Llama: add base64 llama blog

2024-03-28 19:52:25 -06:00 · 2024-03-28 19:52:25 -06:00 · a50bd21781
commit a50bd21781
parent 67b25a1814
1 changed files with 119 additions and 0 deletions
--- a/src/content/llama/the-secret-learnings-of-llamas.md
+++ b/src/content/llama/the-secret-learnings-of-llamas.md
@ -0,0 +1,119 @@
 ---
 title: 'The Secret Learnings of Llamas'
 description: 'The useless things our llamas are learning'
 updateDate: 'Mar 28 2024'
 heroText: 'Base64 LLama'
 ---
 # The Secret Learnings of Llamas
 Tool use by llamas is an active area of research. Recent implementations like
 Devin promise great productivity increases through tool use. I was investigating
 tool use by some modern llamas, when I made an unfortunate discovery.
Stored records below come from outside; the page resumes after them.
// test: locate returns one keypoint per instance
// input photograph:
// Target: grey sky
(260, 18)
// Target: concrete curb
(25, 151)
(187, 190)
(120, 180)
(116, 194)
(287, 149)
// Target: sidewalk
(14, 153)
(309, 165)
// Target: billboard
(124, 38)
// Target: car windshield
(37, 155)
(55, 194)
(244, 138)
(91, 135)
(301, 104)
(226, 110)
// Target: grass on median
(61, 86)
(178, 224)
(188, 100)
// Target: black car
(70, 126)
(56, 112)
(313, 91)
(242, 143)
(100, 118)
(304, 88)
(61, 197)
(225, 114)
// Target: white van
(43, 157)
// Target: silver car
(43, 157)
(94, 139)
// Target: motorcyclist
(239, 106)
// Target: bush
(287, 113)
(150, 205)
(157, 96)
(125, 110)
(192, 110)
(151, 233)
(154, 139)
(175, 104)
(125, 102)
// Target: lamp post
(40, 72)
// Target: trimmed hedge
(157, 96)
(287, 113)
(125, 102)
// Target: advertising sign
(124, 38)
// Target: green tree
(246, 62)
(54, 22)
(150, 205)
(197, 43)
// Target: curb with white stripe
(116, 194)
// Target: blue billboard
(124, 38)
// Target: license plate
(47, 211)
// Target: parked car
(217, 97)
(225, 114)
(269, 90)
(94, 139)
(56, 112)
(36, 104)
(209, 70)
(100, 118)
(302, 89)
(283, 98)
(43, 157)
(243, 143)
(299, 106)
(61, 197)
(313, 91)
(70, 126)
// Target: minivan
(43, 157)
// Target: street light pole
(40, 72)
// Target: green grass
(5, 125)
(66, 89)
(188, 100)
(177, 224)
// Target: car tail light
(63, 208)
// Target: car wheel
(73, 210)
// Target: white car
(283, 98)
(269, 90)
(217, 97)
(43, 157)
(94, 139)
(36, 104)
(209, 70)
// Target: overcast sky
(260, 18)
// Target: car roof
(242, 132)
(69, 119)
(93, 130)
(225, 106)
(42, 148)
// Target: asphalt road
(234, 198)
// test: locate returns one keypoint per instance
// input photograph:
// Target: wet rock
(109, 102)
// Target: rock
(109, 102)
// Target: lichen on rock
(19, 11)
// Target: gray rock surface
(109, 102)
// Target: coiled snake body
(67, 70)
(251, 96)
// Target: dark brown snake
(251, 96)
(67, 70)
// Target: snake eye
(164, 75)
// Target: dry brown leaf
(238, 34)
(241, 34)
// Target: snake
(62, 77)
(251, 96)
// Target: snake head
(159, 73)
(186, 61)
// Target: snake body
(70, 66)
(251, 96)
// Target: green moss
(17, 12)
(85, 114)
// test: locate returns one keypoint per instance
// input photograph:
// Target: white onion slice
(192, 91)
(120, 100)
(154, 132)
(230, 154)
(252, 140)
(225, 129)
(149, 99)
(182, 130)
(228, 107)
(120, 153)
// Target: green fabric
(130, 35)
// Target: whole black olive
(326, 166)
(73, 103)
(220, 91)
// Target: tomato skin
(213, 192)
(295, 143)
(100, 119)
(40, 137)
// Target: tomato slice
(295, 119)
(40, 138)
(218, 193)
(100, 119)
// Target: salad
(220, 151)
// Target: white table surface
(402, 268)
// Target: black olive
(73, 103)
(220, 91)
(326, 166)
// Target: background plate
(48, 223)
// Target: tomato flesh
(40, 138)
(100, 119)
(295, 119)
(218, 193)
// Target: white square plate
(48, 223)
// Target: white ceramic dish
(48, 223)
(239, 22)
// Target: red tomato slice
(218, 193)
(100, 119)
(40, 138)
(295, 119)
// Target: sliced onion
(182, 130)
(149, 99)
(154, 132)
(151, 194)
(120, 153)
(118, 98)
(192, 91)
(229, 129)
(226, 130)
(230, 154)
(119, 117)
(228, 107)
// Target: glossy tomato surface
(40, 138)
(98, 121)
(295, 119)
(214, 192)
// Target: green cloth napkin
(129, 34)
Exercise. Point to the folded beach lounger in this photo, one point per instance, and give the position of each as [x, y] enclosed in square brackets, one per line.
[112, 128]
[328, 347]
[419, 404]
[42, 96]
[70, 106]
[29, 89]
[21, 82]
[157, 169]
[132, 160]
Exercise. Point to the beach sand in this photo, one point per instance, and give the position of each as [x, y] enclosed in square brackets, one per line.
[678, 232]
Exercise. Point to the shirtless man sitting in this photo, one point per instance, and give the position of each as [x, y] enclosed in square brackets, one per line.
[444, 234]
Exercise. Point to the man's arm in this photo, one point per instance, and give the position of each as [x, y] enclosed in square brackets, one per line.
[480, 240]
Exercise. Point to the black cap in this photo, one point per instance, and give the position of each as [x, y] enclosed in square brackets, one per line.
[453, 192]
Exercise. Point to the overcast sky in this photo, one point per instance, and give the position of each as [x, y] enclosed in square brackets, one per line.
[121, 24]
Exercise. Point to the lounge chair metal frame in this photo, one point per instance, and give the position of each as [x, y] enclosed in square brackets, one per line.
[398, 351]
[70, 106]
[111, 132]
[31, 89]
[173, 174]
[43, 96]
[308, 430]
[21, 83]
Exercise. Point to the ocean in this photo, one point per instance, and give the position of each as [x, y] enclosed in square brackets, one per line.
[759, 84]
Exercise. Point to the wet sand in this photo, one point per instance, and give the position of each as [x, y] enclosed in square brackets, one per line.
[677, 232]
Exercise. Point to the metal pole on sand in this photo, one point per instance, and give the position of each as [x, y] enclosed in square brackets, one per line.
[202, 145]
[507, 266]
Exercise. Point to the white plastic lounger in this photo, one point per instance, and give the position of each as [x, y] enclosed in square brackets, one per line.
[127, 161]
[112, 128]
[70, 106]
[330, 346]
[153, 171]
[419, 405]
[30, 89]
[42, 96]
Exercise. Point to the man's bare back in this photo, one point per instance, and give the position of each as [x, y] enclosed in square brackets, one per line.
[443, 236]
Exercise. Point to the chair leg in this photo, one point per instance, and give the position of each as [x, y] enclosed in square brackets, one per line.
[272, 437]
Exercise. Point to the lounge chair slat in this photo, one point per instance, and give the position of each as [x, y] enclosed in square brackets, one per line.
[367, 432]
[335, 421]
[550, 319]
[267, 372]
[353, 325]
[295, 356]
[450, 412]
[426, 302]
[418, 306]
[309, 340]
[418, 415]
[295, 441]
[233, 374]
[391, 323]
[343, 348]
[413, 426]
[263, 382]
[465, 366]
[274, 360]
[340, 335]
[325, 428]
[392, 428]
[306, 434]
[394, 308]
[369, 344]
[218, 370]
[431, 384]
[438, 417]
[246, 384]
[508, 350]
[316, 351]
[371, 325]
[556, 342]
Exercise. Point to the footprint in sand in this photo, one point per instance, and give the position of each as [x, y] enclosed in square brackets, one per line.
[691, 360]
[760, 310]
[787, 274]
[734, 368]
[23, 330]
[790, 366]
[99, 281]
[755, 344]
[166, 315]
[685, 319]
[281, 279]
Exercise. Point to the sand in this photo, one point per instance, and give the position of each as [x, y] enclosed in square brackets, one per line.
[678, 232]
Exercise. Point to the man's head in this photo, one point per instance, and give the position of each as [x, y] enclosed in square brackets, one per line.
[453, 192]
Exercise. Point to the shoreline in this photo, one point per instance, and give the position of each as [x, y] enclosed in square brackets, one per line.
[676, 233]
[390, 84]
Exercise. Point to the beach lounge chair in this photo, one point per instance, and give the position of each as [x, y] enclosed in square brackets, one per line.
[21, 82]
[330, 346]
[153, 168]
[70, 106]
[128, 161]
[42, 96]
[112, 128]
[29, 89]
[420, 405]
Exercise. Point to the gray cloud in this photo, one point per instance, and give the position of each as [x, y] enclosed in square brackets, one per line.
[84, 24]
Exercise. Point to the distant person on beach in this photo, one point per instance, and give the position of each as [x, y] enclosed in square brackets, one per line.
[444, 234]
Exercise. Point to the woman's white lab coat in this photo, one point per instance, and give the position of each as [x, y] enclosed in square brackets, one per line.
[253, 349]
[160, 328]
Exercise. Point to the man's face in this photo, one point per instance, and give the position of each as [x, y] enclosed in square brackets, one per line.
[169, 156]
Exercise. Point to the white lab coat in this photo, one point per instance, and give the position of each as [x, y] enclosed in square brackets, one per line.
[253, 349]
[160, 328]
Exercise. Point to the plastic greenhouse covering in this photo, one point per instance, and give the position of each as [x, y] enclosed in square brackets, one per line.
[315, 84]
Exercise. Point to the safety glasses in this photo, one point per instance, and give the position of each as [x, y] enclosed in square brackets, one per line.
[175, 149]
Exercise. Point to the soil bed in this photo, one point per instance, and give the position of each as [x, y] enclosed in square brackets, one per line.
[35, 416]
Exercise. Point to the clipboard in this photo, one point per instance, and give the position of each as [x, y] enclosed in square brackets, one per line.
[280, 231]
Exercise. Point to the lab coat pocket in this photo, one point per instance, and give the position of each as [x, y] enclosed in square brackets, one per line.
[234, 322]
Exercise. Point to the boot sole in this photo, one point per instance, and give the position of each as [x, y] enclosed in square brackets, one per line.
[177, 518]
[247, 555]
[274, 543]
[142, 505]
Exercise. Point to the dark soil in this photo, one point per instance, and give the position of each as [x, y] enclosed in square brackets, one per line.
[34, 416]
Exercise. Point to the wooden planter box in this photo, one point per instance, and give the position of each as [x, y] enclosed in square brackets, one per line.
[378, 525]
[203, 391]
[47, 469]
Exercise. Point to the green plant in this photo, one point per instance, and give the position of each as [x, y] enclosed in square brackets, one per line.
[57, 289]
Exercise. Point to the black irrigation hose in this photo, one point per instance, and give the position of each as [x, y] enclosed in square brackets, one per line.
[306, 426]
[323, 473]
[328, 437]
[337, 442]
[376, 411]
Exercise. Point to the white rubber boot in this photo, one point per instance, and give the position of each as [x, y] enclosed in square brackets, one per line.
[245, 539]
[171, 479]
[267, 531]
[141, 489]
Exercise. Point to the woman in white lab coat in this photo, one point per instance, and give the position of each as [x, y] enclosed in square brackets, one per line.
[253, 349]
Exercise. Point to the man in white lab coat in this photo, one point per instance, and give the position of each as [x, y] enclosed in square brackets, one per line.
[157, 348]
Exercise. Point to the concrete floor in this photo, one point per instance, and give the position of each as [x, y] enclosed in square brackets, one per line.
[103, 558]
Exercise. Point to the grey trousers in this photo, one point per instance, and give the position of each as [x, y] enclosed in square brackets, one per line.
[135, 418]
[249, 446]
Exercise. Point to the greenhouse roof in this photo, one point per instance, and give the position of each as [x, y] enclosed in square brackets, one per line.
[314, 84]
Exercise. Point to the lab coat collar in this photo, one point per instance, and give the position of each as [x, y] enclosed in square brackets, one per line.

 It appears most large llamas have learned a new language, in addition to the
 ones that were intended: base64.
 ### Base64 Background
 Base64 is a simple encoding scheme. This is different from encryption and
 hashing, as those provide security, while base64 just transforms data into a
 portable form.
 Each byte is 8 bits. This means there are 2^8 (256) possible bytes, since each
 bit contributes 2 states. Base64 encodes such that each bytes only stores 2^6
 (64) possible states, but this makes the vocabulary much smaller. With just 64
 letters and numbers, it can hold 64 states per character.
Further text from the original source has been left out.